Le Daim no deja ser, en cierto modo, un paso más en esta focalización de las realidades divergentes y de cómo la locura individual puede ser tan compleja y al mismo tiempo sencilla de definir como una retroalimentación mutua con la locura social que le rodea. Un aparente juego, un divertimento que, a través de una estructura narrativa más convencional de lo habitual, ahonda en temáticas que se superponen y se mezclan en consonancia con un el tono formal del film.
Dupieux ofrece un relato que atiza sin piedad a lo superficial a través de cómo el objeto material de deseo se convierte en amo y señor de nuestros actos. Un proceso en el que todo deja de tener sentido una vez nos rendimos a la pulsión de poseer y que el objeto nos de el valor que nos negamos sin él. Pero no hay que engañarse, esta posesión, al igual que el vampirismo, necesita un recipiente dispuesto a entregarse a ella. Es por eso mismo que Dupieux se aleja de sus personajes de ternura ‹outsider› y nos retrata a un hombre (excelente Dujardin) ya de por sí presa de una desesperación silente, de un auto-odio y baja estima que le hace necesitar ese símbolo primero, y ser capaz de cualquier atrocidad después con tal de conservarlo.
La chaqueta, y el impulso de despojar de ellas al resto, no son más que una sublimación hiperbólica pero al mismo tiempo precisa de estos tiempos de reafirmación personal vía materialismo y egoísmo. La necesidad compulsiva de la aprobación de los otros mediante la preponderancia por anulación o, directamente, por supresión y, con ello, el dibujo de un panorama de individuos tan solos y emocionalmente aislados en sus bucles de comportamiento como el pueblo donde transcurre la acción.
Sí, hay un humor acerado y frío en Le Daim que bascula entre el absurdo habitual de Dupieux y la desesperación ante un mundo que se comprende pero que resulta del todo inaceptable en términos de ética y de humanidad. Y todo ello mezclado con un discurso que reafirmo el estado de las cosas a través de lo metacinematográfico, de la edición como forma de remodelaje de costumbres, de adaptación por distorsión con un telón de fondo digital que acentúa la banalización de la realidad en favor de la visión que se tiene de ella.

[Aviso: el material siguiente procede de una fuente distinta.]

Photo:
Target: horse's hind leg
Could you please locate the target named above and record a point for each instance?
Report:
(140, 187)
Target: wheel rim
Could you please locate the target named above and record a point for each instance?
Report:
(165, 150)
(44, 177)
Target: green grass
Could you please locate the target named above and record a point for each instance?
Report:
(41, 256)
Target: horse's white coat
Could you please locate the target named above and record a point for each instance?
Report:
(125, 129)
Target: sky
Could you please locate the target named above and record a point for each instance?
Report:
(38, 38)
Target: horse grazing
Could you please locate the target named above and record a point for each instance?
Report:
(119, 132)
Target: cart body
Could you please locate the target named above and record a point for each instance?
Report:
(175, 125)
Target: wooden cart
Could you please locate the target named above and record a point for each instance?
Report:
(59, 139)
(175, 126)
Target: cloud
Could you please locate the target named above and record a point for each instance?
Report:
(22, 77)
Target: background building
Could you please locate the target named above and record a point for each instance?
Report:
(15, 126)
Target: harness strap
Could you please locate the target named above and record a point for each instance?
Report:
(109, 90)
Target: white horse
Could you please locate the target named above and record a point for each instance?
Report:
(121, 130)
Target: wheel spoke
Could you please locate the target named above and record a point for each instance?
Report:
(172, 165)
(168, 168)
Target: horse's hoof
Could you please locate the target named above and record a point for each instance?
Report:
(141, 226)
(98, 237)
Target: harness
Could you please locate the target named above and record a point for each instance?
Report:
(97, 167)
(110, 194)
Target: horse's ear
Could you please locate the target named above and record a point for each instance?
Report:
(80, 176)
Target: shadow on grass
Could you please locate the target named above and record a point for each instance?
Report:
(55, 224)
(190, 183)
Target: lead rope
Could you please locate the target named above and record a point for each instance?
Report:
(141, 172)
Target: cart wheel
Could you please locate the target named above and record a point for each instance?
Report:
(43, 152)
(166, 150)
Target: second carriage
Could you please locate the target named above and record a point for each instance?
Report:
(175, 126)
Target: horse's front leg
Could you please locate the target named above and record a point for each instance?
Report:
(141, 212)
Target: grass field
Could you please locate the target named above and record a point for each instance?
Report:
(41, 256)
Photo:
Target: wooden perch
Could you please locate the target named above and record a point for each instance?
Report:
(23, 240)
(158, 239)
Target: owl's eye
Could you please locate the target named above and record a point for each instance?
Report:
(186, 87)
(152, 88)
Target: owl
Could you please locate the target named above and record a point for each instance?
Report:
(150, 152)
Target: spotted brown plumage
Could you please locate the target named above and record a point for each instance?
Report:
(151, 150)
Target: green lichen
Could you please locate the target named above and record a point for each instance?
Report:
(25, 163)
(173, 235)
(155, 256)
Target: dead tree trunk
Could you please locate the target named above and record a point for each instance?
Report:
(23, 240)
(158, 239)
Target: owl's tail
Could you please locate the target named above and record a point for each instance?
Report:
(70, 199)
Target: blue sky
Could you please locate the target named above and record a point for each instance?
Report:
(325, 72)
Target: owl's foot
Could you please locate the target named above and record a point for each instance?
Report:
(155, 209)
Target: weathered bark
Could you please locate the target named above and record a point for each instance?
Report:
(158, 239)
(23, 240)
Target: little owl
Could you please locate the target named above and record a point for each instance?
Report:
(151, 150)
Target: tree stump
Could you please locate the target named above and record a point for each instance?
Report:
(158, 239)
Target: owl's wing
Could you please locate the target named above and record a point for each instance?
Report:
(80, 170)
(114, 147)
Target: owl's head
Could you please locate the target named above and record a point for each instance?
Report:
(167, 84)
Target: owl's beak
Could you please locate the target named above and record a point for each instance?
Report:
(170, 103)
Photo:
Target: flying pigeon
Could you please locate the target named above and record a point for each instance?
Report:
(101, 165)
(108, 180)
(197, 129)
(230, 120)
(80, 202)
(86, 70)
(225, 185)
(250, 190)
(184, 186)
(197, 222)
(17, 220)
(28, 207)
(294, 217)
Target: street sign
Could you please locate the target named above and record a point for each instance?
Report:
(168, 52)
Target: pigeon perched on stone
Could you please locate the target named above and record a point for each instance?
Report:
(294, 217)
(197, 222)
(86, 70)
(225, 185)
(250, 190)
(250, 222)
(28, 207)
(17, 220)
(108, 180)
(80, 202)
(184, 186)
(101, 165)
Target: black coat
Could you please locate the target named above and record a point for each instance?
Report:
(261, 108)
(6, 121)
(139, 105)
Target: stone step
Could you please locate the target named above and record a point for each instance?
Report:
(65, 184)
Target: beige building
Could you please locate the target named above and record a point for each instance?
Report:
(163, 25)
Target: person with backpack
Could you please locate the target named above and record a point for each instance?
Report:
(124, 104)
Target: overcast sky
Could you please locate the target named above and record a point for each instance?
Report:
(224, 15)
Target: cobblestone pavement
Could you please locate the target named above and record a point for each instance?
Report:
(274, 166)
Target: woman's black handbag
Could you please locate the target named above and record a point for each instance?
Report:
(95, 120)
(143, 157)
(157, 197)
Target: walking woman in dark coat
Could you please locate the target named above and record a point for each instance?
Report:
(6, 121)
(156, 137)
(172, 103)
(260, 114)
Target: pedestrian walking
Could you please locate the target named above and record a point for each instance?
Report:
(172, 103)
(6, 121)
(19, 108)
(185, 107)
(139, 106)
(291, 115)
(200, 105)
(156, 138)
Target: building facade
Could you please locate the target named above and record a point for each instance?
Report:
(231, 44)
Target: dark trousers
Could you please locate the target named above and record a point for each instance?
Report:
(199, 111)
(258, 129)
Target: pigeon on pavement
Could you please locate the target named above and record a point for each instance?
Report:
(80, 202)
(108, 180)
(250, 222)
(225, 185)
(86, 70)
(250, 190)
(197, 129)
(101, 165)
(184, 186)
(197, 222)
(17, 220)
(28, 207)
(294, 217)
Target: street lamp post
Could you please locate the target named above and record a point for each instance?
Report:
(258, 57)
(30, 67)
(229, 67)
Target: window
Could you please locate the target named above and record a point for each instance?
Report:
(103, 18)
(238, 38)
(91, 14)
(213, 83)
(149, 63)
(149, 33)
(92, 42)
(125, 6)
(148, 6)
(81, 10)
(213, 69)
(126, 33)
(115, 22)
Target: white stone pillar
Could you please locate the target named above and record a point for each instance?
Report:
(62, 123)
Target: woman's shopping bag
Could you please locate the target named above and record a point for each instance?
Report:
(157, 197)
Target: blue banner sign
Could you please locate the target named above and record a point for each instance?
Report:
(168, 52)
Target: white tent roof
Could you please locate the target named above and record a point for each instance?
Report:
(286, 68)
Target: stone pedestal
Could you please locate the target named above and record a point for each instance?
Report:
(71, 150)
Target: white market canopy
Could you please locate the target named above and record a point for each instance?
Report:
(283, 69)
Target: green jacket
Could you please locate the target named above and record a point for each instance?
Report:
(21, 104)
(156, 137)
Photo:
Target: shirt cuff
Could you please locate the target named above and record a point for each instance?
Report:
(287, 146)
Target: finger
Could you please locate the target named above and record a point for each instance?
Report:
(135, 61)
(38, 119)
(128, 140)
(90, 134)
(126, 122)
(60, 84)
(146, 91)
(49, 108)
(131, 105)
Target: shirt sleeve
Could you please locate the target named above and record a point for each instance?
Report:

Y todo empacado en un engranaje formal que se adorna con un ‹leivmotiv› musical irónico que puntúa escenas de un modo extrañamente “hitchcokiano” y que nos traslada, de forma gradual, desde la comedia esperpéntica, al suspense anticlimático cotidiano, hasta una suerte de slasher rural tan congelado como crudo. Dupieux firma así su película más dura en términos subtextuales sin renunciar a su faceta autoral, marcada por su gusto por la las desviaciones de la realidad, por proponer un juego donde la locura puede estar a un fotograma de distancia, a una mala decisión toma. Un atajo a la locura que en esta ocasión se presenta tan divertida como de costumbre pero envuelta en una oscuridad y pesimismo tan poco habitual como, en este caso, preciso y, me atrevería a decir, necesario.